Öğrendiğimi eğitici değeriyle vermem gerektiğini
Ödeyeceğim borç olduğunu
Yüce Türk Milleti hissiyatının
Bağımsızlık karakterine
Kutsal inancıyla Atatürk
Benim Başöğretmenim!
Yaşam yolunda bulduğum kendimi
Tanımaya verilecek emeğin adına
Taşınacak olan haysiyetin ilk sahibi
Ben olacağım!
Eylül 2006
aklımı, fikrimi canlandıran güzel bir konuyla bu özet benim için çok özel. Konuşma, Hoca ve öğrencisi arasında sanıyorum,
‘’...Hocam, büyük devletler medeniyet ve demokrasi getireceğiz…''
bu cümleye kadar gelmiş ve devamı için burada noktalarla bekliyor düşünceleri….ben de düşündüm tabii… Önce Hocam geldi aklıma elbette… Hocalarımız hiç evlatlarını tanımazlar mı? Hiç yuvarladığımız topu avucuna alıp, bizim için bizimle oynayarak, neye yarayıp yaramadığını denemeye dikkatimizi uyarmaz mı?

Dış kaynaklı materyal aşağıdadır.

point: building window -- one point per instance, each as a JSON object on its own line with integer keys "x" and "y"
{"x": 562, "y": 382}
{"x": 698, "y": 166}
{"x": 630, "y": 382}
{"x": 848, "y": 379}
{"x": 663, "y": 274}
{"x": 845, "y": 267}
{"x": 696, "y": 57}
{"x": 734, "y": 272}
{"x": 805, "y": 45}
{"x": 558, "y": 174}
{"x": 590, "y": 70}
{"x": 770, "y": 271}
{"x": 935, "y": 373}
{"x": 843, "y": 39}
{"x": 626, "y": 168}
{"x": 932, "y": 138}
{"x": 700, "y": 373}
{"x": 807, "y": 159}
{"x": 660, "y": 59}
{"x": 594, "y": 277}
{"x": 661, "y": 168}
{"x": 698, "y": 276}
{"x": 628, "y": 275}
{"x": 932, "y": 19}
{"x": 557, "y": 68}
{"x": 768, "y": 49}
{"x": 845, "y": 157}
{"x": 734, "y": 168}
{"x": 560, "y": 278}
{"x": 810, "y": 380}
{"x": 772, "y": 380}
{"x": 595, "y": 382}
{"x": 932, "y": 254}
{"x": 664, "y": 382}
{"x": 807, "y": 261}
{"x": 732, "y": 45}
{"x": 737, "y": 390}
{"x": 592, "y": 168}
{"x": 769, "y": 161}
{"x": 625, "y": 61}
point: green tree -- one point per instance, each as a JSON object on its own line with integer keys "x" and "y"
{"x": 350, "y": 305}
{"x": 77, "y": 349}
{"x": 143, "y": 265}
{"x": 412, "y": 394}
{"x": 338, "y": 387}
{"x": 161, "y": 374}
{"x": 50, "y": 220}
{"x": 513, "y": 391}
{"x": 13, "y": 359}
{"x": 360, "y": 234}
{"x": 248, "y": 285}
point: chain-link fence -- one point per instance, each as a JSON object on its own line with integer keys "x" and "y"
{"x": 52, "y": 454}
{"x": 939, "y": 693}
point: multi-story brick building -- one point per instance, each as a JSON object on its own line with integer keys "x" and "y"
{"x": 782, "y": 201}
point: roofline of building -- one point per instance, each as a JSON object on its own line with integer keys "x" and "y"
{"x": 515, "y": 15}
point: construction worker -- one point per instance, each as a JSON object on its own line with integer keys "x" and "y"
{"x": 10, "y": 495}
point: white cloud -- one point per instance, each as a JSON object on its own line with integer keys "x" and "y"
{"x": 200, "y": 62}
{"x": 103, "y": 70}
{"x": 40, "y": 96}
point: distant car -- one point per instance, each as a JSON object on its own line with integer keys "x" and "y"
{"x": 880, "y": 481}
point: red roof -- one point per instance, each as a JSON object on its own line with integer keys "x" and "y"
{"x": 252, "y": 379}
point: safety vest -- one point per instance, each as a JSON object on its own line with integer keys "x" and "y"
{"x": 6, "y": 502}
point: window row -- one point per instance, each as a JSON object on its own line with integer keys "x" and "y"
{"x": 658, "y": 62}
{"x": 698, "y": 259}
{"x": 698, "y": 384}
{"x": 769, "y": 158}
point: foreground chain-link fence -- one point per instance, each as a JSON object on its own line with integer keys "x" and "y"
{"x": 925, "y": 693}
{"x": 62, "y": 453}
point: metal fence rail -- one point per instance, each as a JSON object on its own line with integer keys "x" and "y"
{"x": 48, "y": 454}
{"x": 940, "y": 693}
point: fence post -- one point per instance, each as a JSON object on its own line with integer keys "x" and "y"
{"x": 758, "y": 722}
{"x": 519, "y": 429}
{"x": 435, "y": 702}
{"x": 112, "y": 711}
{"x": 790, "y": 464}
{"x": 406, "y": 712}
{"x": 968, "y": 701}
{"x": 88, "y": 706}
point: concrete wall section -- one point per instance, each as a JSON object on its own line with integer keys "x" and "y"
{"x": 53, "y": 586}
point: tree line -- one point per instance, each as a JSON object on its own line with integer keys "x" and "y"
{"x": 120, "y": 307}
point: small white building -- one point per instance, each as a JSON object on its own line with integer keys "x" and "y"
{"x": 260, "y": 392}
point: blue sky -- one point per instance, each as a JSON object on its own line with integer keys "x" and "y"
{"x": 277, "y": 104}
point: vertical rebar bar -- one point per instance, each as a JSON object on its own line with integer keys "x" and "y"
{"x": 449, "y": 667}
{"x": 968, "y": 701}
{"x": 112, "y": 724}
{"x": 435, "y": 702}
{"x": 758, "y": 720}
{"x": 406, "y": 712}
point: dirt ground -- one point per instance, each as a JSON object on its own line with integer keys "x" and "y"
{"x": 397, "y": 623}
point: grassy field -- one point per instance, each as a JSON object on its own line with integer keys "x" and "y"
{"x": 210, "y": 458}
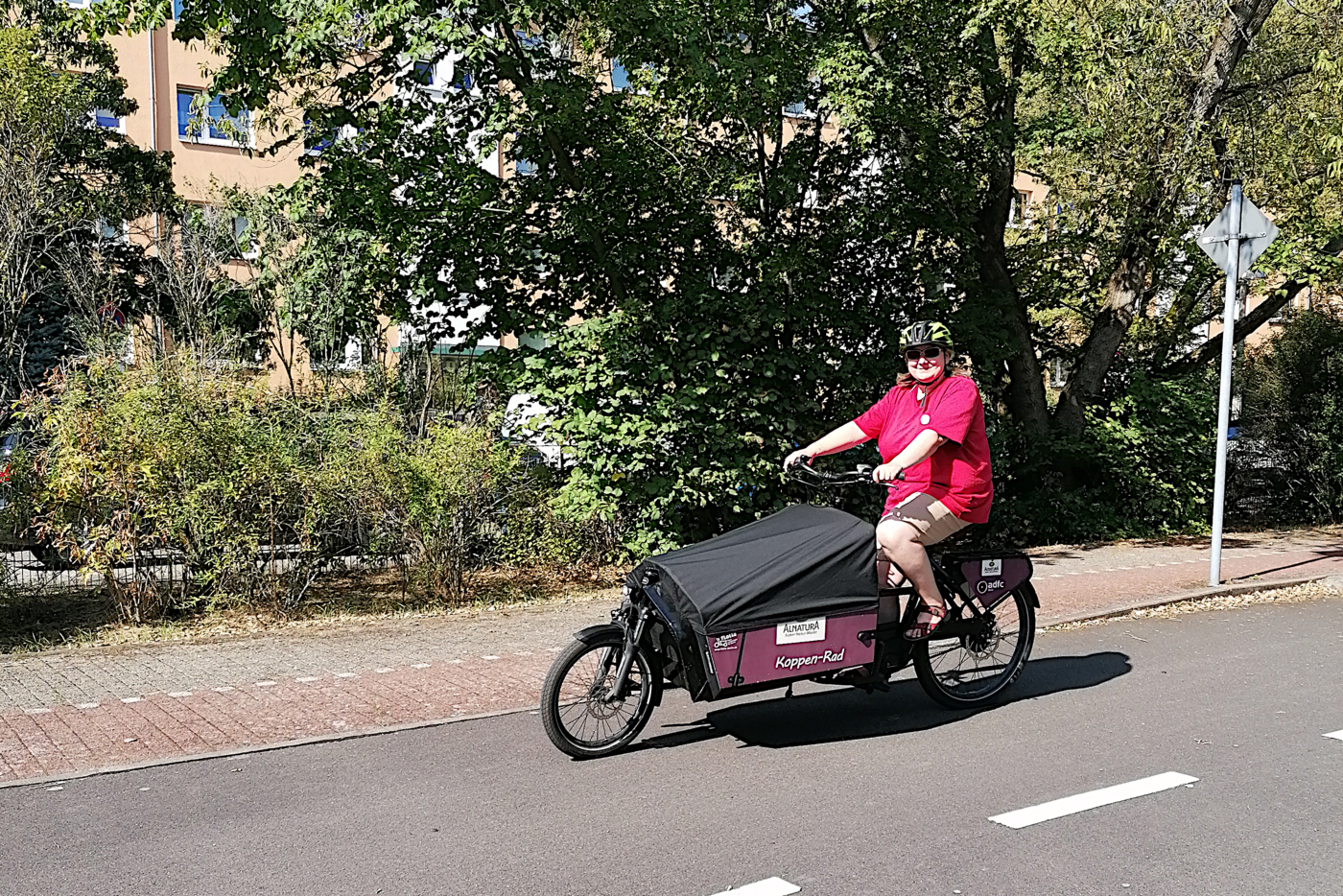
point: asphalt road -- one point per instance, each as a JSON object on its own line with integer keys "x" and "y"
{"x": 836, "y": 791}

Yine böyle: önce 'büyük' kelimesini sözcüklere alıştırma yapmayı öğretir bize, sonra tek tek 'devlet', 'medeniyet' ve 'demokrasiyi'. 'Getireceğiz' terimin de yine durmaz, devam eder hocalarımız, alıştırmaların, alışkanlık olabilecek alışmaya kadar üstelik, versiyonlarına hazırladığının farkına bile varmayız, ama sorarız.... sorarız güvendiğimiz için işte, güvenin varlığını hiç düşünmeye zahmet etmeden üzeriz onları... aslında hazıra konmaya tembelliğimizle üzeriz de, ileriye gittiğimizi bile fark edemeyiz hatta, hocamız böyle diyor diye benimsediğimiz o düşünceye, aksilik çıkaracak basitliklerin gazabına uğramayalım diye, yükümüzün hamalı da yaparız hocalarımızı.... onlar, ahh o canım mükemmellikler... yine de düşünürler 'bizim için' ve yine 'bizimle birlikte' imajını canlarından çok korumaya o kararlılıklarına yükleniriz biz yine... bizim için deriz de, bizimle birlikte demenin anlamını düşünmeye zahmet edemeyiz...
seviyoruz onları, ama sevgimizi 'güveniyoruz' şemsiyemizle... onlar yine koltuklarının altına yüreklerini, kucaklarına kitaplarını, ellerine kalem kağıtları, gözleriyle dikkatlerini ve gönülleriyle yarına emekleyecek evlatlarına, bilgilenmeye emeklerini esirgemezler...onlar yağmurda bile belki, şemsiye tutmanın vakit aldığına gönüllü üzülenlerdir... biz seviyoruz hocalarımızı, onlar bizi düşüncelerimizle birlikte hep hayata taşıyacaklarını sevmekten yoksundurmayacaklar kendilerini...
kendi ayaklarımız üstünde, kendi fikirlerimizi üretecek kapasitemize yükleyebileceğimiz, sevginin sorumluluğuna, direnişimize hasret kaldıklarını hiç yüzümüze vurmadan, sabırla, onları sevdiğimizi hep dinleyecekler, umutları kararlılıklarıdır, bunu bildikleri kadar, onları sevdiğimizi de biliyorlar...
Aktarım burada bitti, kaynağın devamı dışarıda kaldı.